Le succès des ruptures conventionnelles, en hausse de 31% en 2010, soit plus de 20 000 par mois, est paradoxalement la marque de leur échec, et de l’échec de la politique de l’emploi. Pour quelles raisons ?

Ce dispositif créé par accord le 8 janvier 2008 entre le patronat et les syndicats (hors CGT), permet à l’employé et à l’employeur de se séparer à l’amiable. Un accord, même mauvais, étant généralement préférable à un bon procès, cette procédure, qui réduit les recours aux prud’hommes, semble intéressante dans le principe. Elle est appréciée des patrons qui peuvent ainsi négocier des accords amiables avec leurs salariés sans avoir à passer par un faux licenciement suivi d’un faux protocole transactionnel, comme la pratique en était antérieurement courante.
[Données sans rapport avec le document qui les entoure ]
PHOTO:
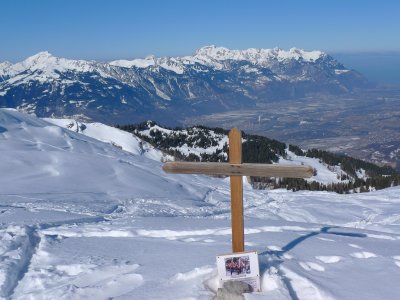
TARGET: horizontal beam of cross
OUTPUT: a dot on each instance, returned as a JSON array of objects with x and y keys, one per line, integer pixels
[{"x": 227, "y": 169}]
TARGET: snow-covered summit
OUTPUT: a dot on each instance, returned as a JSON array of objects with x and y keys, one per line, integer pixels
[
  {"x": 257, "y": 55},
  {"x": 159, "y": 87},
  {"x": 213, "y": 55}
]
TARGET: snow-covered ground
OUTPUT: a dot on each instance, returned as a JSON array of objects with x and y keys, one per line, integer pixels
[{"x": 83, "y": 219}]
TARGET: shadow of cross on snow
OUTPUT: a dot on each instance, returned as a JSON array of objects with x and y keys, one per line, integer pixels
[
  {"x": 273, "y": 258},
  {"x": 300, "y": 239}
]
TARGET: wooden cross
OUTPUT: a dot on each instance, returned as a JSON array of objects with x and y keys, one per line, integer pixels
[{"x": 236, "y": 169}]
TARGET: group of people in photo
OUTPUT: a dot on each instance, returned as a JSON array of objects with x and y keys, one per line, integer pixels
[{"x": 237, "y": 266}]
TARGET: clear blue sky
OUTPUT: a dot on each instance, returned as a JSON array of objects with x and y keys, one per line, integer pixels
[{"x": 104, "y": 30}]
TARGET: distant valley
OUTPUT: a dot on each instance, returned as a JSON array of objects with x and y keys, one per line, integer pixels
[{"x": 303, "y": 97}]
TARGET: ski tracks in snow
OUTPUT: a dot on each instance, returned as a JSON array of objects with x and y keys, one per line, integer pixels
[{"x": 18, "y": 245}]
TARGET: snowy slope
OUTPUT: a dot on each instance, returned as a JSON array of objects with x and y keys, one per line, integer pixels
[
  {"x": 81, "y": 219},
  {"x": 169, "y": 88},
  {"x": 118, "y": 138}
]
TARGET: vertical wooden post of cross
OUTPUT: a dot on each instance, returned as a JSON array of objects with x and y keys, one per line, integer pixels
[{"x": 235, "y": 157}]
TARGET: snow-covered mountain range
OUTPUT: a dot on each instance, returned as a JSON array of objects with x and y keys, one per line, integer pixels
[
  {"x": 167, "y": 88},
  {"x": 84, "y": 219}
]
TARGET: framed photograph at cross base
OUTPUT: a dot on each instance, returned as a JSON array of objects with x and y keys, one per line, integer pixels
[{"x": 242, "y": 266}]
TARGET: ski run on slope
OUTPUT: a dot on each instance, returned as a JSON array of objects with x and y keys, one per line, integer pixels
[{"x": 81, "y": 218}]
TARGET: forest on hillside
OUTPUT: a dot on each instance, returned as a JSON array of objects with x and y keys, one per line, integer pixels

Mais pourquoi fallait-il passer par ce simulacre de faux licenciement et pourquoi aujourd’hui tant d’engouement pour cette procédure de ruptures conventionnelles ? Simplement pour permettre aux salariés de bénéficier de l’assurance chômage. La seule réponse est là, et elle n’est pas admissible, car en définitive les ruptures conventionnelles ont pour effet principal un transfert de charges que les entreprises et les salariés font supporter indûment à la collectivité.
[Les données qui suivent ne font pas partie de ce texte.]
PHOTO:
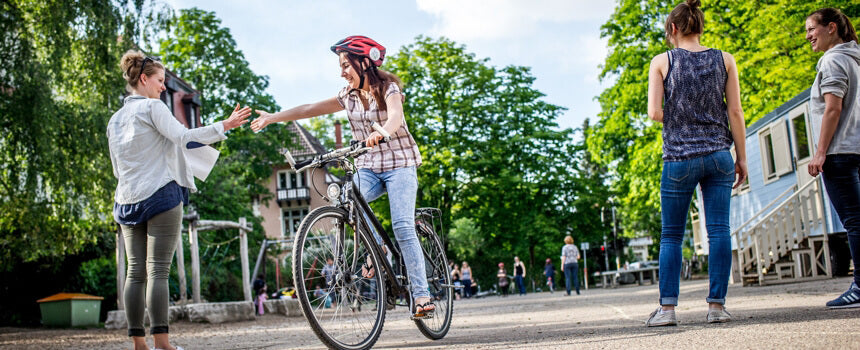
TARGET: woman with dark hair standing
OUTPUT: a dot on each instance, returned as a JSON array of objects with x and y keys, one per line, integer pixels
[
  {"x": 146, "y": 149},
  {"x": 834, "y": 104},
  {"x": 374, "y": 95},
  {"x": 694, "y": 91}
]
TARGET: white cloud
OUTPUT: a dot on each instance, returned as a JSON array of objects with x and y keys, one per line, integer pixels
[{"x": 495, "y": 19}]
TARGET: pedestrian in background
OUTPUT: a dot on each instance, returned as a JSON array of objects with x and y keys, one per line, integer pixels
[
  {"x": 694, "y": 91},
  {"x": 834, "y": 105},
  {"x": 520, "y": 275},
  {"x": 466, "y": 279},
  {"x": 549, "y": 272},
  {"x": 569, "y": 258}
]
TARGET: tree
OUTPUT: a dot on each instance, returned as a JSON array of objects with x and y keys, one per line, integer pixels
[
  {"x": 494, "y": 159},
  {"x": 323, "y": 129},
  {"x": 204, "y": 53},
  {"x": 774, "y": 61},
  {"x": 59, "y": 84}
]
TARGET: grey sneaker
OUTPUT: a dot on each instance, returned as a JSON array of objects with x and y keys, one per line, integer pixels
[
  {"x": 849, "y": 299},
  {"x": 658, "y": 319},
  {"x": 718, "y": 315}
]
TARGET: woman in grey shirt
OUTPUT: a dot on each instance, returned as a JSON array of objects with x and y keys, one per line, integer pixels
[
  {"x": 835, "y": 112},
  {"x": 146, "y": 149}
]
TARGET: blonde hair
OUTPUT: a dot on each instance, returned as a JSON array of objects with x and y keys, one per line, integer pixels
[{"x": 131, "y": 63}]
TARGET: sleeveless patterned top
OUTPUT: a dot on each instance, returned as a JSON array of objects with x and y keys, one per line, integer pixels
[{"x": 695, "y": 116}]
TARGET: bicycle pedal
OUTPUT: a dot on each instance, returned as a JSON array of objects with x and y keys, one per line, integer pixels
[{"x": 422, "y": 317}]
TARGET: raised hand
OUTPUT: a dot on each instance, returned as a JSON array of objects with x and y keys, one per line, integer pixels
[
  {"x": 261, "y": 121},
  {"x": 237, "y": 118}
]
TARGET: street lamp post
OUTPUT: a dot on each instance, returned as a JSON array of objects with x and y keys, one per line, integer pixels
[
  {"x": 605, "y": 251},
  {"x": 615, "y": 240}
]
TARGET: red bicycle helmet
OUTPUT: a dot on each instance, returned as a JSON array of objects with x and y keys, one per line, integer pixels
[{"x": 362, "y": 46}]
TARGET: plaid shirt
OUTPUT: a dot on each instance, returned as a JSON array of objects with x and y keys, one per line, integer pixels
[{"x": 400, "y": 152}]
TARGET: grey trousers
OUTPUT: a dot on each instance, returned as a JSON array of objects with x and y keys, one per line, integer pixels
[{"x": 150, "y": 247}]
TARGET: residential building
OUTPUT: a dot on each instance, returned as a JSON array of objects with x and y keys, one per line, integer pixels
[{"x": 295, "y": 194}]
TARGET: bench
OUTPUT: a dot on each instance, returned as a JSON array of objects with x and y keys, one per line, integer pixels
[{"x": 612, "y": 276}]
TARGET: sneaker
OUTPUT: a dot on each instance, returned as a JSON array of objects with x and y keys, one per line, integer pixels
[
  {"x": 658, "y": 318},
  {"x": 718, "y": 315},
  {"x": 849, "y": 299}
]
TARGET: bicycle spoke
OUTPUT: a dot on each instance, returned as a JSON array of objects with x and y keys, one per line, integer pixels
[{"x": 352, "y": 320}]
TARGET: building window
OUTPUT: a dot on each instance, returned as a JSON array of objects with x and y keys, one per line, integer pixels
[
  {"x": 192, "y": 117},
  {"x": 289, "y": 179},
  {"x": 292, "y": 220},
  {"x": 775, "y": 152}
]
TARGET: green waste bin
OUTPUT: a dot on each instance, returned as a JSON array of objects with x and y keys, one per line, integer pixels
[{"x": 70, "y": 310}]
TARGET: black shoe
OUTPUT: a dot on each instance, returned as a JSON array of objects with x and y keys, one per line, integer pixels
[{"x": 849, "y": 299}]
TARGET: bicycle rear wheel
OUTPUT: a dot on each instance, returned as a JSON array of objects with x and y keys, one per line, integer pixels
[
  {"x": 438, "y": 281},
  {"x": 356, "y": 305}
]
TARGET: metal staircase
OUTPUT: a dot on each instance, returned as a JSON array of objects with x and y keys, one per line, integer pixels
[{"x": 786, "y": 243}]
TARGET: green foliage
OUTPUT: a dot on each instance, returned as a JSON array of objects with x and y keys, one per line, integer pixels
[
  {"x": 98, "y": 276},
  {"x": 59, "y": 84},
  {"x": 494, "y": 159},
  {"x": 322, "y": 128},
  {"x": 202, "y": 52},
  {"x": 774, "y": 60}
]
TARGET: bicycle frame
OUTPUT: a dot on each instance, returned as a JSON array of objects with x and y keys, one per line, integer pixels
[{"x": 359, "y": 215}]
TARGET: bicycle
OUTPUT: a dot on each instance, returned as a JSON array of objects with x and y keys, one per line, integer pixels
[{"x": 348, "y": 232}]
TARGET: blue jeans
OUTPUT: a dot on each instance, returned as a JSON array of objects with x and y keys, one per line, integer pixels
[
  {"x": 401, "y": 185},
  {"x": 571, "y": 276},
  {"x": 715, "y": 173},
  {"x": 521, "y": 284},
  {"x": 842, "y": 181}
]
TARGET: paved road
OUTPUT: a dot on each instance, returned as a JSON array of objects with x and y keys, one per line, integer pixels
[{"x": 788, "y": 316}]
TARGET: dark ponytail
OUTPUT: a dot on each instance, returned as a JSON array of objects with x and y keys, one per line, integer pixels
[
  {"x": 687, "y": 18},
  {"x": 829, "y": 15},
  {"x": 377, "y": 79}
]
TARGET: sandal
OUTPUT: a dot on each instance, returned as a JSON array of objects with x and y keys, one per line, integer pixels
[{"x": 426, "y": 309}]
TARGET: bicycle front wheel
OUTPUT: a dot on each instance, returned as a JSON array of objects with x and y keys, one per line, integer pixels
[
  {"x": 345, "y": 309},
  {"x": 439, "y": 283}
]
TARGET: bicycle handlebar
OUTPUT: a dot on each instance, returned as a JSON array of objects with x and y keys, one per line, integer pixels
[{"x": 356, "y": 148}]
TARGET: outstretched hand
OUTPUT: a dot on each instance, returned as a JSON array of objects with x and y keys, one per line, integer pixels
[
  {"x": 741, "y": 172},
  {"x": 237, "y": 118},
  {"x": 261, "y": 121}
]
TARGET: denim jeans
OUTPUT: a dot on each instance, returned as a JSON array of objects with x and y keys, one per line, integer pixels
[
  {"x": 715, "y": 173},
  {"x": 402, "y": 186},
  {"x": 521, "y": 284},
  {"x": 842, "y": 181},
  {"x": 571, "y": 276}
]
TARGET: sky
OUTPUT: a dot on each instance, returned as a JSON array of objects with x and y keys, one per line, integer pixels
[{"x": 289, "y": 41}]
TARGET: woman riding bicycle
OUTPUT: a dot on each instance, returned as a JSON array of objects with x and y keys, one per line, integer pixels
[{"x": 374, "y": 96}]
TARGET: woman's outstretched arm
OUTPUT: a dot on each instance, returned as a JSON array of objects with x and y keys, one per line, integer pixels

Porte ouverte au chômage de complaisance

Ces quelque 500 000 ruptures conventionnelles intervenues depuis trois ans masquent en fait bien souvent de petits arrangements entre amis. Il s’agit de se séparer bien sûr, mais pour convenance personnelle seulement, ou pour allonger en fin de carrière un décompte de trimestres de retraite pris en charge par l’assurance chômage, ou simplement pour éviter les risques et frais d’un licenciement pour faute et indemniser l’employé en lui permettant de disposer de la part des ASSEDIC d’une indemnité dont différemment il aurait été privé.

Certes la rupture conventionnelle n’est pas seule en cause, elle n’a fait qu’amplifier une tendance à multiplier les « faux chômeurs », qui font désormais partie du paysage français. Dans nombre de familles on trouve facilement quelqu’un qui voulait une année sabbatique, ou qui voulait s’occuper de ses enfants ou bien qui voulait créer son entreprise. Etre faux chômeur est presque considéré comme un droit social.

On objectera que la rupture conventionnelle peut aussi être une nécessaire soupape sociale, une respiration familiale ou individuelle dans une vie de labeur. Ou encore que c’est un apaisement des relations sociales dans l’entreprise, une contractualisation utile du dialogue et des désaccords. Peut-être, mais à quel coût pour la société, pour les entreprises et même pour ceux qui en « profitent » ? Ceux-ci n’en ressortent que rarement grandis, parce que le désœuvrement abîme et la tromperie plus encore. Plus longtemps dure le chômage, plus la reprise du travail est difficile, jusqu’à devenir impossible après avoir été si longtemps désappris.

Quant aux entreprises elles y trouvent de la facilité, un outil de flexibilité dans la gestion du personnel. Le patron propose parfois ce procédé commode et peu onéreux pour se séparer d’un employé. En sens inverse, le salarié sollicite la rupture sous des prétextes divers, on pourrait dire pour son confort personnel, parce qu’il ne s’entend plus avec ses collègues, ou qu’il ne supporte plus sa « hiérarchie », ou encore parce qu’il doit s’occuper de ses vieux parents…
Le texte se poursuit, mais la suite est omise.